I sat up in my old bedroom, feeling disoriented, as if I’d been standing on a moving sidewalk that had suddenly stopped. I recalled Jack’s hurtful words and could feel nothing but shame, knowing I’d deserved them. I needed my babies, needed to see them and hold them and talk with Nola and confirm we were all going to be all right. That Jack would forgive me. I threw off the covers and pulled on the green velvet dress I’d worn to the party the night before, then ran downstairs in search of my mother.
She was just putting down her cell phone when I walked into the kitchen. She was dressed and perfectly made-up, but her gaze didn’t falter as she took in my unbrushed hair and wrinkled dress. “That was Amelia. She said the twins have been perfect angels and she’s happy to keep them a little longer if you need her to. She already asked Nola to bring over more supplies just in case your answer was yes.”

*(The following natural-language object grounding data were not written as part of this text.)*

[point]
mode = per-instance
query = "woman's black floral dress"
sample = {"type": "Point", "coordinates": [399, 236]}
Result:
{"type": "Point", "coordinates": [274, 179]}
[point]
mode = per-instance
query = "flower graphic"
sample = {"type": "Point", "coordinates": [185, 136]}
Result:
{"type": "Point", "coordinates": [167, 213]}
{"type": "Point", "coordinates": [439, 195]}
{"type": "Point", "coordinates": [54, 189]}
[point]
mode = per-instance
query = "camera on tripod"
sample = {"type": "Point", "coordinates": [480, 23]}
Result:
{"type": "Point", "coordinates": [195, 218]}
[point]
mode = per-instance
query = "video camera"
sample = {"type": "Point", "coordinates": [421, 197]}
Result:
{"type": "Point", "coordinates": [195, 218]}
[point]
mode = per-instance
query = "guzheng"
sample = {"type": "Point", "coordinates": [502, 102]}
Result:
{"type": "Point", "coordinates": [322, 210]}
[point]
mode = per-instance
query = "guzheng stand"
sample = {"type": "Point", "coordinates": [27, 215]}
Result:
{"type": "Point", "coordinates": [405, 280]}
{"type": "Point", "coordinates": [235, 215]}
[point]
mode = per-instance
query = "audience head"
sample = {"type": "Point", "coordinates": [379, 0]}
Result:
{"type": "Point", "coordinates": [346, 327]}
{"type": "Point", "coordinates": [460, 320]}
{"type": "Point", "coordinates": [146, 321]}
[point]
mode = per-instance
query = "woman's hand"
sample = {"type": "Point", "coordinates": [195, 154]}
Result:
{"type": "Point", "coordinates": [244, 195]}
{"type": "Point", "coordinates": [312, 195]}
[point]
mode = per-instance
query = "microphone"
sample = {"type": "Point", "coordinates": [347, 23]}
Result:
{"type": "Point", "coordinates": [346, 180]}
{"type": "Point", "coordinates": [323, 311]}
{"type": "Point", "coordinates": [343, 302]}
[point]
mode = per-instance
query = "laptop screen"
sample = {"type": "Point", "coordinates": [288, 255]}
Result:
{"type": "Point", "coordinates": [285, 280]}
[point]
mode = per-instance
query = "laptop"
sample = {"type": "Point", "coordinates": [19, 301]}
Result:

I opened my mouth to say something, but all that came out was a loud sob that quickly become a torrent of tears I couldn’t stop. She came over to me and enveloped me in a warm and sweetly scented embrace, bringing back old memories of when I was a little girl. The girl I’d been before she’d left me behind.
My mother brought me into the parlor and sat me down on the couch, where I continued to sob for five minutes, until I had no more tears left. She waited a moment before pulling back and lifting my chin with her fingers.
“So, what are you going to do, Mellie?”
“You know?” I sniffled.
She nodded. “When Jayne called me to tell me you were all at the hospital, she filled me in on what happened.” She kept all judgment from her voice, making me so grateful that I cried a fresh torrent of tears.
When I was done, I wiped my eyes with the back of my hand, recalling what she’d just said. This wasn’t how I’d anticipated the conversation going. I’d envisioned her commiserating with me, telling me thateven though things hadn’t turned out as planned, I’d been smart and resourceful and everything had worked out all right in the end. And then I’d sit and listen while she told me what I needed to do next. When she didn’t speak, I asked, “So, what should I do now?”
“You’ve really hurt Jack, Mellie. And your marriage. The damage might even be irreparable.”